Hundreds of SMRT scientists came together recently in Leiden to learn about the latest updates to PacBio technology and to showcase their data analysis tools. Extremely useful information was shared, and future collaborations were sparked. For those who weren’t able to jet to the Netherlands to attend, we’ve rounded up the top tools and tips presented at the European SMRT Informatics Developers Meeting. For an in-depth report on the event, check out this blog post by PacBio Principal Scientist Elizabeth Tseng.
- SMRT Link – Of course our own open-source SMRT analysis software suite will be top of the list. Updates to the system have resulted in many improvements, including 8x faster time-to-results for CCS generation and 20x faster mapping with minimap2 using our own wrapper pbmm2; important improvements to CCS to support PacBio’s HiFi data type; detection of more types of structural variants; increased automation; and PDF reports.
- Bioconda – Want to be the first to try out new and improved analysis tools? Many updates to PacBio algorithms, assembly packages, and other tools are available on Bioconda before their official release, including the latest Sequel II System changes.
- pbsv – Our structural variant (SV) calling and analysis tool has also been updated. What’s new? An increase in sensitivity for large insertions and deletions, and calling of duplications and copy number variation… meaning that pbsv now calls all major SV types 20 bp and longer.
- DAZZLER Suite – Need to find all significant local alignments between reads? Or to remove chimeras, adaptamers, and low-quality dropouts? Da’ Gene Myers (@TheGeneMyers) has an app for that. Or several, actually, including DALIGNER, DASCRUBBER and DAMASKER. Myers announced he has updated the suite to better support highly accurate, long HiFi reads.
- PRINCESS – Prolific toolmaker Fritz Sedlazeck (@sedlazeck), creator of the SV caller Sniffles, unveiled his work-in-progress, PRINCESS, a Snakemake pipeline to call and phase SNPs and SVs. Keep an eye on his Github site to snag it when it drops.
- TAMA – The all-in-one Transcriptome Annotation by Modular Algorithms tool by Iso-Seq expert Richard Kuo (@GenomeRik) can do many things, including: mapping RNA reads to transcript annotation, merging annotations (can combine PacBio with references like ENSEMBL), identifying coding regions and associating them with known genes.
- SQANTI – This quality control pipeline by Ana Conesa (@anaconesa) can categorize Iso-Seq data against a reference annotation. It allows users to see which genes/transcripts are novel/known and offers detailed annotations on canonical/non-canonical junctions. A modified version of SQANTI is SQANTI2 by Elizabeth Tseng (@magdoll).
- TAPPAS – A Java-based application, also by Ana Conesa, that creates beautiful visualizations utilizing information at both the transcript and protein level. It can identify differential expression at both the isoform level and the gene level.

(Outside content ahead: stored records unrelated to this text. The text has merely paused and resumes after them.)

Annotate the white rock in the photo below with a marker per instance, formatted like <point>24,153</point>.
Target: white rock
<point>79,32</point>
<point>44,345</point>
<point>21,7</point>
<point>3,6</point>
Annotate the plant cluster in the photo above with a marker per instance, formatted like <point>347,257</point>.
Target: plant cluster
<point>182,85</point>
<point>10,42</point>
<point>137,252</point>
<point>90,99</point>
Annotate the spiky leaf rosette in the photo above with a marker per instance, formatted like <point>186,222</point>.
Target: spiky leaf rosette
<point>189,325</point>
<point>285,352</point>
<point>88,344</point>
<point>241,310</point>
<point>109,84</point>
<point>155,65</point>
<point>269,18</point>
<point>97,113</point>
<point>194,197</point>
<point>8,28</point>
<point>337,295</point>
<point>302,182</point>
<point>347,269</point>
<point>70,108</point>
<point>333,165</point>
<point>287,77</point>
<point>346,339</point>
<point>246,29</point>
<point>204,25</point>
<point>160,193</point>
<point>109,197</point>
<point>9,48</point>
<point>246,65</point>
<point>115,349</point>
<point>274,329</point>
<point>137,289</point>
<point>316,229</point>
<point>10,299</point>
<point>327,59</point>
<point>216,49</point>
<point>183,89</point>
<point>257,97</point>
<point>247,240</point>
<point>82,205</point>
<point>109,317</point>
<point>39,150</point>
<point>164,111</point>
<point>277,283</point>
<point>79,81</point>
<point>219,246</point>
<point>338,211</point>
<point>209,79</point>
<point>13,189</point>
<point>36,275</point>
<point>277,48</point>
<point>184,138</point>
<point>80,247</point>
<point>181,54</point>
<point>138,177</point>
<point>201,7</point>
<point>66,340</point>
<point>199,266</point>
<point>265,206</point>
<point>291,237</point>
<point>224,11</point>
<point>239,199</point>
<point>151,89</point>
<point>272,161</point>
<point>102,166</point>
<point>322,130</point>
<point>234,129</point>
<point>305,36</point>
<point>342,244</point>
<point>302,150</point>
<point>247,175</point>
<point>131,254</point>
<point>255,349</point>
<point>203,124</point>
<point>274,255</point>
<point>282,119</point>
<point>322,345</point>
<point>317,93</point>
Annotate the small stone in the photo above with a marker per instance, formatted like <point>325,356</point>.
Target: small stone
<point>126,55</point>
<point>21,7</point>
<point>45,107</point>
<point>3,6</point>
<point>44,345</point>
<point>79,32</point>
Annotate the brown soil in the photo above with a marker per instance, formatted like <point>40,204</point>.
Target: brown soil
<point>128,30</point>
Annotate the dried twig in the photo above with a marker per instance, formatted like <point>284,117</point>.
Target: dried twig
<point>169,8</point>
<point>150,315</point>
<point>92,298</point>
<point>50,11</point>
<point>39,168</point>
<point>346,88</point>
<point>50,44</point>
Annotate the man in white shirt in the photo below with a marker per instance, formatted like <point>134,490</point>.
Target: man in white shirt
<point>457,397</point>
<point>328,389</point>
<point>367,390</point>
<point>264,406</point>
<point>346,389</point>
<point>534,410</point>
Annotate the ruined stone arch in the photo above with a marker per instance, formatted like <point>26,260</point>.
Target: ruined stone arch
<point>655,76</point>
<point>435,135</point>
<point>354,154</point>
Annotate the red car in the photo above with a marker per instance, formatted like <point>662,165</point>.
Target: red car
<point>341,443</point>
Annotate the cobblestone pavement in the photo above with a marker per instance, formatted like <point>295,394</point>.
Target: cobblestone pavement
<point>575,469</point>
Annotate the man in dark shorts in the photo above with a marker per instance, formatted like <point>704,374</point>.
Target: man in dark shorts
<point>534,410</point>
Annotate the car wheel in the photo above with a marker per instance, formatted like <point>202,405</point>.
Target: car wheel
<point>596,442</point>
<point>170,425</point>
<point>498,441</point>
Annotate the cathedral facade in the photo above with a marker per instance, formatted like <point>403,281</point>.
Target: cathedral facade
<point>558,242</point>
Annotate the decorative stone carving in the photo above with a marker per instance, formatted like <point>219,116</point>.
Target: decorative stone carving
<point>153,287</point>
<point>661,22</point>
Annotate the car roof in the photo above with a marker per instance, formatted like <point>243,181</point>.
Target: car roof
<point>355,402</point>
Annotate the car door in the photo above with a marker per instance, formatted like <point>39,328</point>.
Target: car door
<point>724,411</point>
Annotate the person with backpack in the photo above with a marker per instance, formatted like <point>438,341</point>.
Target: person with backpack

- pyPaSWAS – Program for DNA/RNA/protein sequence alignment, read mapping and trimming, by Sven Warris (@swarris).
- WhatsHap – Software from Tobias Marschall (@tobiasmarschal) for read-backed phasing of variants. Jana Ebler discussed an extension to WhatsHap to simultaneously call and phase variants in long reads.
BONUS:
Variant callers are not all the same – in fact, there are times when their algorithms don’t agree. So, what do you do? Ryan E. Mills (@ryan_e_mills), an assistant professor at the University of Michigan, laid out the problem — and two of his solutions — in a presentation at the Labroots Genetics and Genomics conference:
- VaPoR – A structural variant validator that uses a dotplot of PacBio reads against the reference genome to visualize and automatically score candidates for patterns that suggest deletions, insertions, tandem duplication or inversions.
- PALMER – The Pre-mAsking Long reads for Mobile Element InseRtion tool detects non-reference MEI events (LINE, Alu and SVA) and other insertions, by using the indexed reference-aligned BAM files from long-read technology as inputs. It uses the track from RepeatMasker to mask the portions of reads that aligned to these repeats, defines the significant characteristics of MEIs (TSD motifs, 5′ inverted sequence, 3′ transduction sequence, polyA-tail), and reports sequences for each insertion event.